When managed_by="system", CocoIndex creates the database, schema, and table if needed. Table changes use Snowflake DDL, and row changes use MERGE for upserts.
Rows
Once a TableTarget is resolved, declare rows to be upserted:
def TableTarget.declare_row(
self,
*,
row: RowT,
) -> None
Parameters:
row- A row object (dict, dataclass, NamedTuple, or Pydantic model). Must include all primary key columns.
Table schema: from Python class
Define the table structure using a Python class:
from dataclasses import dataclass
@dataclass
class ProductRow:
id: str
name: str
price: float
metadata: dict[str, object]
schema = await snowflake.TableSchema.from_class(
ProductRow,
primary_key=["id"],
)
Python types are automatically mapped to Snowflake column types:
| Python Type | Snowflake Type |
|---|---|
bool | BOOLEAN |
int | NUMBER |
float | FLOAT |
decimal.Decimal | NUMBER |
str | VARCHAR |
bytes | BINARY |
uuid.UUID | VARCHAR |
datetime.date | DATE |
datetime.time | TIME |
datetime.datetime | TIMESTAMP_TZ |
datetime.timedelta | NUMBER |
list, dict, nested structs | VARIANT |
VARIANT values are JSON-serialized and written with PARSE_JSON.
SnowflakeType
Use SnowflakeType to specify a custom Snowflake type and optional encoder:
from dataclasses import dataclass
from typing import Annotated
from cocoindex.connectors.snowflake import SnowflakeType
@dataclass
class ProductRow:
id: Annotated[int, SnowflakeType("NUMBER(38, 0)")]

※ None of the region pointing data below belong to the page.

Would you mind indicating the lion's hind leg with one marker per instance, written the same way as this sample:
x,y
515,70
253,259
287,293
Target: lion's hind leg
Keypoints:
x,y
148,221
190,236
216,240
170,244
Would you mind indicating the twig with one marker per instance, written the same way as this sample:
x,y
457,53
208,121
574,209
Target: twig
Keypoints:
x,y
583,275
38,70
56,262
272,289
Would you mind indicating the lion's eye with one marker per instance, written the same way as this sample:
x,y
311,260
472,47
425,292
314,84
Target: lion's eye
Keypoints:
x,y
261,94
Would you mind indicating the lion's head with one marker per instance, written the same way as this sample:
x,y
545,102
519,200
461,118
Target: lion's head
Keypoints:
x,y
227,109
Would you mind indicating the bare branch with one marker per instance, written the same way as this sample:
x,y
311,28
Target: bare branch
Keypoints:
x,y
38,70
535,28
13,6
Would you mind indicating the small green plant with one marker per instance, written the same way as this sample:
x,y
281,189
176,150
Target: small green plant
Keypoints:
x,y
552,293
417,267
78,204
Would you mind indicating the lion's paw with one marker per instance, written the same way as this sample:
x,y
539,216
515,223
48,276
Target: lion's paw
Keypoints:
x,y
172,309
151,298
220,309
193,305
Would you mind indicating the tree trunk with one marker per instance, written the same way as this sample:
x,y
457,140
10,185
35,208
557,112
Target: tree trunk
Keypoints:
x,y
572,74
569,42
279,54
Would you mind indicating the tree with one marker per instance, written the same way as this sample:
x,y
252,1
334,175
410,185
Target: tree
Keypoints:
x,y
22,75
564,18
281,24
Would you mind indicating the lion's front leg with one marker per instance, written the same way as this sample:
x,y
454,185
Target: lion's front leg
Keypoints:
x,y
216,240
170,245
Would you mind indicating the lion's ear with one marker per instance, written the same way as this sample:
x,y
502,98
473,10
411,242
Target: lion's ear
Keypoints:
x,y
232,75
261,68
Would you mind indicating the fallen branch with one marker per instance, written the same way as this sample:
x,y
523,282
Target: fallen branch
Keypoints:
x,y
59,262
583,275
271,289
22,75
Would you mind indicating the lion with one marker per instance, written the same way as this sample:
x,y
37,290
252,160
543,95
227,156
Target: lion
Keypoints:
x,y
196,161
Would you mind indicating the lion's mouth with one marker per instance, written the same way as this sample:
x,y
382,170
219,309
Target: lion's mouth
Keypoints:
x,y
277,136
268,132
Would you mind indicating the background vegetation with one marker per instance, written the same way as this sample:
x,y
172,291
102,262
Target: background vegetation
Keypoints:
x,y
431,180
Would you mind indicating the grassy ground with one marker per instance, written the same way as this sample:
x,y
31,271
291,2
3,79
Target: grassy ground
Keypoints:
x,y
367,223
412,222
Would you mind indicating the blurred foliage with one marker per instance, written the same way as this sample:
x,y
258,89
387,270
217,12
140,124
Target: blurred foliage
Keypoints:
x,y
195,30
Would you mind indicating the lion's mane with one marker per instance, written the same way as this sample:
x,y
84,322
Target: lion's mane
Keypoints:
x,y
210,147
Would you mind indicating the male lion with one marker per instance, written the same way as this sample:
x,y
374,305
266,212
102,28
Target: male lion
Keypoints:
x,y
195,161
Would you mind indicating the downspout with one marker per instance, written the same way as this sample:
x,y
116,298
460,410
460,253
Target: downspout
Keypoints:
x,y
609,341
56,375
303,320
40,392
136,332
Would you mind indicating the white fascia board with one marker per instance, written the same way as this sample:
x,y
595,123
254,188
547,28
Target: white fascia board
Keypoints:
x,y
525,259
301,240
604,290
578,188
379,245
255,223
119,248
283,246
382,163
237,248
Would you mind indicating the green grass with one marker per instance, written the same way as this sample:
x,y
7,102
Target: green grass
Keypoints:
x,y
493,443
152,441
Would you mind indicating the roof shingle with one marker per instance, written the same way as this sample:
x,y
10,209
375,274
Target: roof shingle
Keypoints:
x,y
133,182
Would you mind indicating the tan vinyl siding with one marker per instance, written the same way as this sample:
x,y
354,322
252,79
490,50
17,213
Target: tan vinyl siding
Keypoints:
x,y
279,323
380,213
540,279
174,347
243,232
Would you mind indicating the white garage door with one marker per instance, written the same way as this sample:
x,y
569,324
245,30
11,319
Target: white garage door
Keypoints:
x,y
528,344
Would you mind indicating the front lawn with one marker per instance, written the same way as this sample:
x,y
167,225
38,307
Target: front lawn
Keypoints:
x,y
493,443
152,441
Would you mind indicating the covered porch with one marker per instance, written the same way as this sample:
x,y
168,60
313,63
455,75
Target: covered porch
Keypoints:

embedding: Annotated[list[float], SnowflakeType("ARRAY")]
You can also pass column_overrides when constructing the schema:
schema = await snowflake.TableSchema.from_class(
ProductRow,
primary_key=["id"],
column_overrides={
"id": snowflake.SnowflakeType("NUMBER(38, 0)"),
},
)
Example
from dataclasses import dataclass
@dataclass
class ProductRow:
id: str
name: str
price: float
metadata: dict[str, object]
async def declare_products(rows: list[ProductRow]) -> None:
table = await snowflake.mount_table_target(
SNOWFLAKE,
table_name="product_index",
table_schema=await snowflake.TableSchema.from_class(
ProductRow,
primary_key=["id"],
),
database="ANALYTICS",
schema="PUBLIC",
)
for row in rows:
table.declare_row(row=row)
See examples/snowflake_target for a runnable project.
Identifier handling
Database, schema, table, and column names must be simple Snowflake identifiers containing letters, numbers, and underscores, and must not start with a number. The connector quotes identifiers when generating SQL.